A Summer of Digital Humanities Love

I am about to leave soon to do my annual pilgrimage to the Digital Humanities conference, this time held in Hamburg, Germany. I will also attend the UK’s Digital Humanities Summer Institute at Oxford. I am looking forward to it, although I still need help with the key things I want to say in my paper in Hamburg, which is in the category ‘Digital Humanities: Nature and Significance’, so it is pretty broad-ranging. I am discussing the tensions between ‘digital humanities’ and ‘eResearch, a subject I should be able to speak on with some authority, considering I have worked in eResearch agencies and centres for the past five years or so as an advocate of digital humanities approaches to computing. It is a matter of getting the balances right, defining the tensions between the two communities without drawing battle lines. And is it just a paper at a conference? So, I won’t necessarily solve the problem,  but I need to make a clear case about the issue and how I address it.

I am going directly from Heathrow in London on the Thursday of the DH Summer Institute and then meeting friends for drinks that night. There are a couple of papers that I want to see on Friday, especially the session on how to put on a Summer school. Not that we have the capacity to do so at the moment, but it has been something that has been discussed as a part of the work of the aaDH. After Oxford, I will go back to London on Saturday.

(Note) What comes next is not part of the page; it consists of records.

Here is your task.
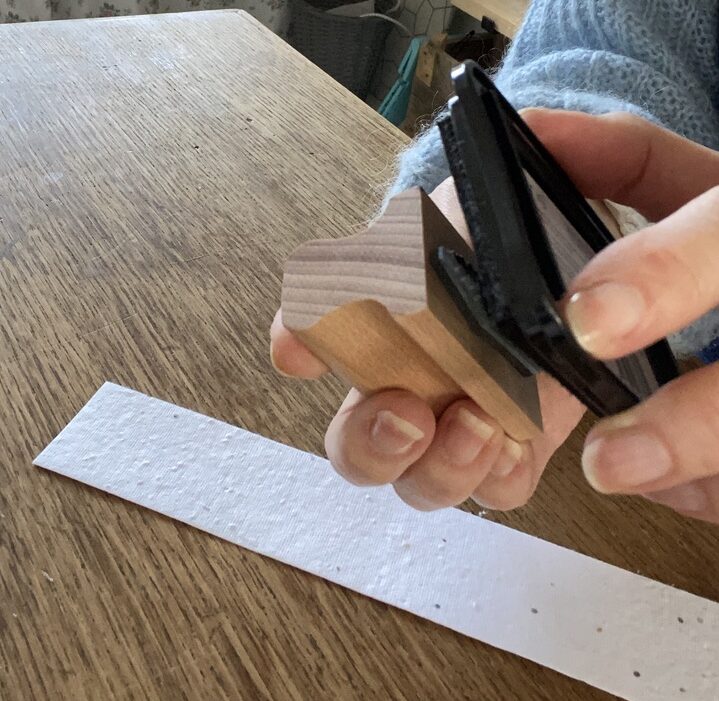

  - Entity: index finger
[270,309,329,380]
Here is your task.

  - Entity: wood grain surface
[0,13,719,701]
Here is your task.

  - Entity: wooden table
[0,12,719,701]
[452,0,531,39]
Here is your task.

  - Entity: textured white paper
[35,384,719,701]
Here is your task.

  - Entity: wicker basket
[287,0,392,99]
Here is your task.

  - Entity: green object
[377,37,425,127]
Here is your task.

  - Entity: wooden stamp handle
[282,189,541,440]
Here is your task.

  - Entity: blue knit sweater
[390,0,719,360]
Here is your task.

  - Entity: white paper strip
[35,384,719,701]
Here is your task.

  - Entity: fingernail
[582,430,672,493]
[444,407,495,466]
[644,484,709,512]
[565,282,647,353]
[492,438,522,477]
[370,410,424,455]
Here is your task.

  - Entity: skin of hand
[271,109,719,523]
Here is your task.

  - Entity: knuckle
[638,241,704,306]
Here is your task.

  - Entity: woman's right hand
[271,159,584,510]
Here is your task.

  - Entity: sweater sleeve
[388,0,719,355]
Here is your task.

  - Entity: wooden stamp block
[282,189,542,440]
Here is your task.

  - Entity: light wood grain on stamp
[282,189,541,440]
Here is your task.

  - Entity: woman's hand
[527,110,719,522]
[272,110,719,522]
[272,146,584,510]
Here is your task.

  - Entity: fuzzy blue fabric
[388,0,719,360]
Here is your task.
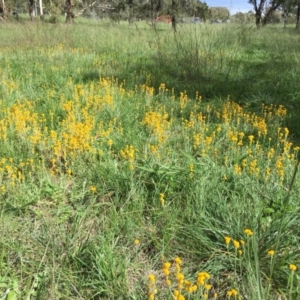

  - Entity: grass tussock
[0,22,300,300]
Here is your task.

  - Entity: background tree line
[0,0,300,29]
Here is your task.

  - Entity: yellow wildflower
[244,228,253,236]
[224,236,231,245]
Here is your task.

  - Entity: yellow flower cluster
[162,257,213,300]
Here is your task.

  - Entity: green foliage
[0,19,300,300]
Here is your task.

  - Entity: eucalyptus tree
[249,0,285,26]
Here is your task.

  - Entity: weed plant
[0,22,300,300]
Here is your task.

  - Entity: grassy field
[0,19,300,300]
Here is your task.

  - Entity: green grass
[0,19,300,300]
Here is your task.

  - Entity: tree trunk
[28,0,35,21]
[296,0,300,30]
[1,0,7,21]
[39,0,44,20]
[255,11,261,27]
[66,0,74,23]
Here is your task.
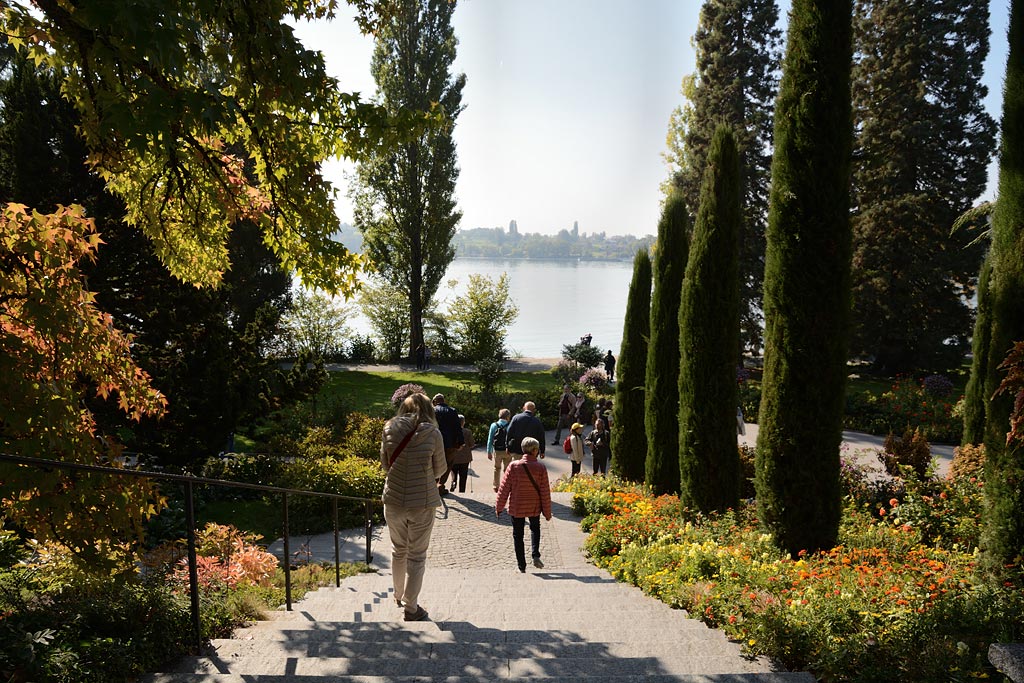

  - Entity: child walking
[495,436,551,572]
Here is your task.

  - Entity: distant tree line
[453,227,654,261]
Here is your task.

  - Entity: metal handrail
[0,453,381,651]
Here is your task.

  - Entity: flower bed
[561,477,1024,681]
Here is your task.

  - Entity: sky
[297,0,1009,236]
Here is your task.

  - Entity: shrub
[202,453,283,497]
[879,428,932,479]
[342,413,387,462]
[579,368,608,392]
[921,375,953,398]
[391,383,424,408]
[947,443,985,479]
[285,458,385,533]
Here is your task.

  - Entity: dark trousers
[512,515,541,569]
[452,463,469,494]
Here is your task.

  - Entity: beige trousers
[384,505,437,612]
[495,451,513,490]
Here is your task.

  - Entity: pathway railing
[0,454,381,648]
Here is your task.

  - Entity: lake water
[350,258,633,358]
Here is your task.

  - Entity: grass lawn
[196,501,281,545]
[318,370,557,416]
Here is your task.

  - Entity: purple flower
[391,384,423,408]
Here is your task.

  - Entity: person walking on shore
[452,415,476,494]
[587,420,611,474]
[495,436,551,572]
[381,393,447,622]
[432,393,463,497]
[508,400,544,460]
[569,422,584,479]
[487,408,512,494]
[541,384,575,445]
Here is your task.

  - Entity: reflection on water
[351,258,633,358]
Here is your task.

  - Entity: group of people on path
[381,393,551,622]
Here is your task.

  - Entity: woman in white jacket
[381,393,447,622]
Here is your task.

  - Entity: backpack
[493,422,509,451]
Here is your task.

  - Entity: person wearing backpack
[487,408,512,494]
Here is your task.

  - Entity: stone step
[212,631,740,659]
[157,652,782,681]
[139,673,815,683]
[237,620,715,644]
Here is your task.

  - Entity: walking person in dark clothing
[586,420,611,474]
[431,393,465,496]
[604,348,615,382]
[508,400,544,459]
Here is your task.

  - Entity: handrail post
[281,494,292,611]
[185,481,203,654]
[331,498,341,588]
[366,500,374,565]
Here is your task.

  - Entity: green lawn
[196,501,282,545]
[317,370,557,416]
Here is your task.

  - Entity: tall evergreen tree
[851,0,995,372]
[644,189,690,494]
[961,255,992,445]
[679,125,742,512]
[982,0,1024,572]
[611,249,651,481]
[755,0,853,553]
[355,0,466,362]
[666,0,781,348]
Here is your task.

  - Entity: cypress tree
[666,0,781,352]
[755,0,853,553]
[611,249,650,481]
[644,190,689,494]
[982,0,1024,575]
[961,255,992,445]
[851,0,995,373]
[679,126,742,512]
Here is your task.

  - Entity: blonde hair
[394,393,437,427]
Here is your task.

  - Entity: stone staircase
[142,492,814,683]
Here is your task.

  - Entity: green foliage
[851,0,996,374]
[665,0,781,349]
[575,480,1024,683]
[562,342,602,368]
[445,272,519,362]
[756,0,852,554]
[282,289,351,360]
[961,254,992,445]
[610,250,651,481]
[341,413,387,462]
[948,443,985,479]
[644,191,690,494]
[284,458,386,533]
[879,429,932,479]
[353,0,466,362]
[845,377,963,443]
[678,126,742,513]
[2,0,426,292]
[982,2,1024,574]
[359,283,410,362]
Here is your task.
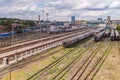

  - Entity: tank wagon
[114,30,120,41]
[94,31,105,42]
[63,31,93,48]
[110,30,115,41]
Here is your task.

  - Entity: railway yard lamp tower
[42,10,45,37]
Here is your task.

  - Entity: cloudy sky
[0,0,120,20]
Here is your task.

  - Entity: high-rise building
[71,16,75,24]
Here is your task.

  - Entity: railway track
[0,30,86,53]
[85,42,112,80]
[0,47,65,77]
[0,47,63,77]
[27,37,93,80]
[49,40,101,80]
[70,39,111,80]
[31,39,99,80]
[0,38,91,77]
[116,41,120,54]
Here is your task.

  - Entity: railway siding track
[41,40,101,80]
[27,37,94,80]
[0,30,86,53]
[86,43,112,80]
[56,43,102,80]
[0,47,63,76]
[77,39,108,80]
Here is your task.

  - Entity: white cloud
[0,0,120,20]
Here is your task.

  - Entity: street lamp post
[38,15,41,38]
[42,10,45,37]
[11,26,14,45]
[46,13,49,32]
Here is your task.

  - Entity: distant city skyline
[0,0,120,21]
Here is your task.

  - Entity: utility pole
[38,15,41,38]
[11,26,14,45]
[42,10,45,37]
[46,13,49,33]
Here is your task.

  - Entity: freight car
[63,31,93,48]
[114,30,120,41]
[104,29,110,37]
[110,30,115,41]
[94,31,105,42]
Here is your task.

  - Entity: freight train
[63,31,93,48]
[94,31,105,42]
[0,27,39,39]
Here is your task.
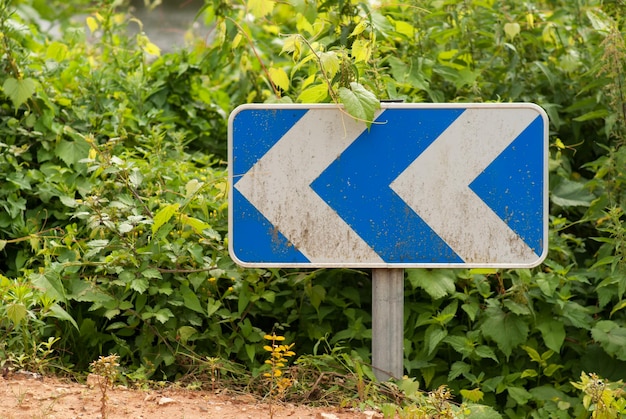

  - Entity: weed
[263,333,296,417]
[89,354,120,419]
[572,372,626,419]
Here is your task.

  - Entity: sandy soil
[0,374,382,419]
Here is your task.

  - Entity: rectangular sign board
[228,103,548,268]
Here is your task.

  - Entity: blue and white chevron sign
[228,103,548,268]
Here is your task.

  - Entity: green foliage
[0,0,626,418]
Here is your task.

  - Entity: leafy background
[0,0,626,418]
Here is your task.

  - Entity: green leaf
[130,278,150,294]
[46,303,79,330]
[46,41,68,62]
[448,361,472,381]
[177,326,198,345]
[465,403,502,419]
[29,270,66,303]
[298,84,328,103]
[474,345,498,362]
[504,22,521,40]
[406,269,455,300]
[154,308,174,323]
[180,285,205,314]
[141,268,163,279]
[537,318,565,353]
[480,307,528,358]
[339,82,380,129]
[180,214,211,235]
[572,109,609,122]
[55,139,91,166]
[152,203,180,234]
[352,39,372,63]
[424,324,448,356]
[507,387,533,405]
[551,179,595,207]
[591,320,626,361]
[248,0,275,17]
[305,285,326,310]
[268,67,289,92]
[461,388,485,403]
[2,77,37,109]
[319,51,341,79]
[7,303,28,324]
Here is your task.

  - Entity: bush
[0,0,626,417]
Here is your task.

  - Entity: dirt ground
[0,374,382,419]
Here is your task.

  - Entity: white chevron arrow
[234,107,384,266]
[391,108,539,265]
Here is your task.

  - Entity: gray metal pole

Then I am staying in Hoxton Square for a couple of nights.  Then the train to Amsterdam, then a visit to Europeana, a project in the Hague where I will stay the night, then the train to Berlin where I will stay the weekend, then the train to Hamburg.   I am renting a room in a shared apartment as this is primarily a self-funded trip, so I am a little more daring than usual—.  After the conference, the Easyjet returned to London for the weekend and returned home. I can’t wait. I am looking forward to this trip to the EU more than most.